While I noticed a definite Christian bias, I can't say that's surprising. The author is pretty open about her religious views in the Well-Trained Mind, after all. She did an excellent job including bits and pieces from all over the world, something that is lacking in some history programs. 

My oldest "remembers" most of  what she learned about ancient history through Story of the World. That's in inverted commas because the book is still on her bookshelf and I regularly catch her reading it. Stories from that book still pop up in daily conversation regularly.

Volume 2: The Middle Ages

To be continued next year…

Volume 3: Early Modern

To be continued the year after...

Volume 4: Modern Period 

To be continued the year after that if the sky does not fall and the world does not end...

Series Review

Hannah's review:

We do "History Club" with four other families who meet once a week. Each mom takes a turn to host the group and to prepare the activities for the chapter of the week. The afternoon starts off with a recap of the story and an explanation of how the activity fits into this. The kids benefit from each mom having a different approach and talents and knowing that the other families are depending on a well prepared activity keeps everyone accountable! We are doing history club for the 2nd cycle with my younger daughter and over the years with older and younger we have covered the spectrum of crafts, sewing, drama and games initiated by our sporty mom.
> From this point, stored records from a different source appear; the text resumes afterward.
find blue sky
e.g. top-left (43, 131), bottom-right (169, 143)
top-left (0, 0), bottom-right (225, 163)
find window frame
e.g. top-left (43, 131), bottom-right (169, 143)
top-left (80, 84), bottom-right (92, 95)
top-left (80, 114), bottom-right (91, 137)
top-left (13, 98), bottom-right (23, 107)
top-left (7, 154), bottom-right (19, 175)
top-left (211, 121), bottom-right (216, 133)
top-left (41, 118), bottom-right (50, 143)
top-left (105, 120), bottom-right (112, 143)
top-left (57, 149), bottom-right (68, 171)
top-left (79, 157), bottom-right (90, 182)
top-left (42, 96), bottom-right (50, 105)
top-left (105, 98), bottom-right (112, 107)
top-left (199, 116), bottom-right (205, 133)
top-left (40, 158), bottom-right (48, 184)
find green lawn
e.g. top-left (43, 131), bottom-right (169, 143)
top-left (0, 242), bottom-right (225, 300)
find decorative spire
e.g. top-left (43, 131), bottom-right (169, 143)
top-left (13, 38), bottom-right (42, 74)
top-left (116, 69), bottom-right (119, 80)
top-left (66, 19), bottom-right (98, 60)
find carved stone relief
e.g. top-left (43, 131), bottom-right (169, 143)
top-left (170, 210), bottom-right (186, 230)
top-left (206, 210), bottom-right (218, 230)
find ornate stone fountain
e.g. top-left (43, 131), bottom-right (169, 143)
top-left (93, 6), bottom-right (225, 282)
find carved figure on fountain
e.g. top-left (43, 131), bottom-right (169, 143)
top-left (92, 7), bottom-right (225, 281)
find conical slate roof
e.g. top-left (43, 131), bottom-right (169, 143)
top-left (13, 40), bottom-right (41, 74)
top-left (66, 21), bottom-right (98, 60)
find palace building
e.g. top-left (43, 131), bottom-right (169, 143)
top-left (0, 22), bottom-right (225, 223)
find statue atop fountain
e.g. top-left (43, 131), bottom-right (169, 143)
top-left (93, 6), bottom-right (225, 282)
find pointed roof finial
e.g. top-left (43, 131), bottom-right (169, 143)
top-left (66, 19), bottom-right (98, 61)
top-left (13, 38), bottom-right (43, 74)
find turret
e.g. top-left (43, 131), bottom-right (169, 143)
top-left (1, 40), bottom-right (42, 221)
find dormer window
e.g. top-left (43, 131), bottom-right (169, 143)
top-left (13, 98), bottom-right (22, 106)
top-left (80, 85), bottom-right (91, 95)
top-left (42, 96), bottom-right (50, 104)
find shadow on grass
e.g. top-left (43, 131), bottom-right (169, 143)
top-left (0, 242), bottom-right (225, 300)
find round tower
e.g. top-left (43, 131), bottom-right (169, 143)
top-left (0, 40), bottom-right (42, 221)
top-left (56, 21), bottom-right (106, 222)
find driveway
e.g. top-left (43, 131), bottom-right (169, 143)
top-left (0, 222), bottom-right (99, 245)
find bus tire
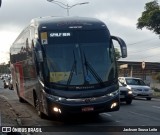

Before the history club afternoon we start by reading (or listening to the audio of) the relevant chapter from SOTW. This is mostly for my benefit as my 10 year old daughter enjoys the audio cd's and she has listened to each of the chapters more than once. The audio for each chapter is typically between 5 and 15 minutes long. She might do a colouring page while listening if the picture appeals to her.

The next day we do the review questions and narrations. Again this takes only a few minutes. We also take out any additional books we have and we google away. Our history club keeps us moving along through the chapters, but one could stop and do an in-depth study of just about any of the topics. There is an incredible amount of materials available online developed by other homeschoolers and loads to google on each topic. SOTW has lead to some great rabbit trails and more in-depth study for us. Both daughter's have developed a keen interest in Greek mythology and my ten year old has a neat party trick of naming and describing the Greek gods which impresses most adults!
We spend a fair amount of time in the car and mostly have a history audiobook going. I gave up on matching the audiobooks to SOTW topics, but it does tie up to the general time period. 

For your listening pleasure:
Ancient History Audio:
Middle Ages Audio:

While I had fun making and putting up a timeline and playing with memory cards (available together with a random bunch of other stuff in the file section in this yahoo group here: I’m not sure how much my daughters or their friends in history club really benefitted. They do remember a surprising amount of the names and details of the stories, but this is due more to repetion than the visual aids. They still don’t have a very good idea of the chronology and even though they did memorise some of the timeline, this has been forgotten. But I figure that they at least have the mental hooks for future studies.

My older dd completed and enjoyed the first three books of Story of the World and a few selected chapters of book 4 before she decided that she did not want to learn about 'all those wars', so we moved on.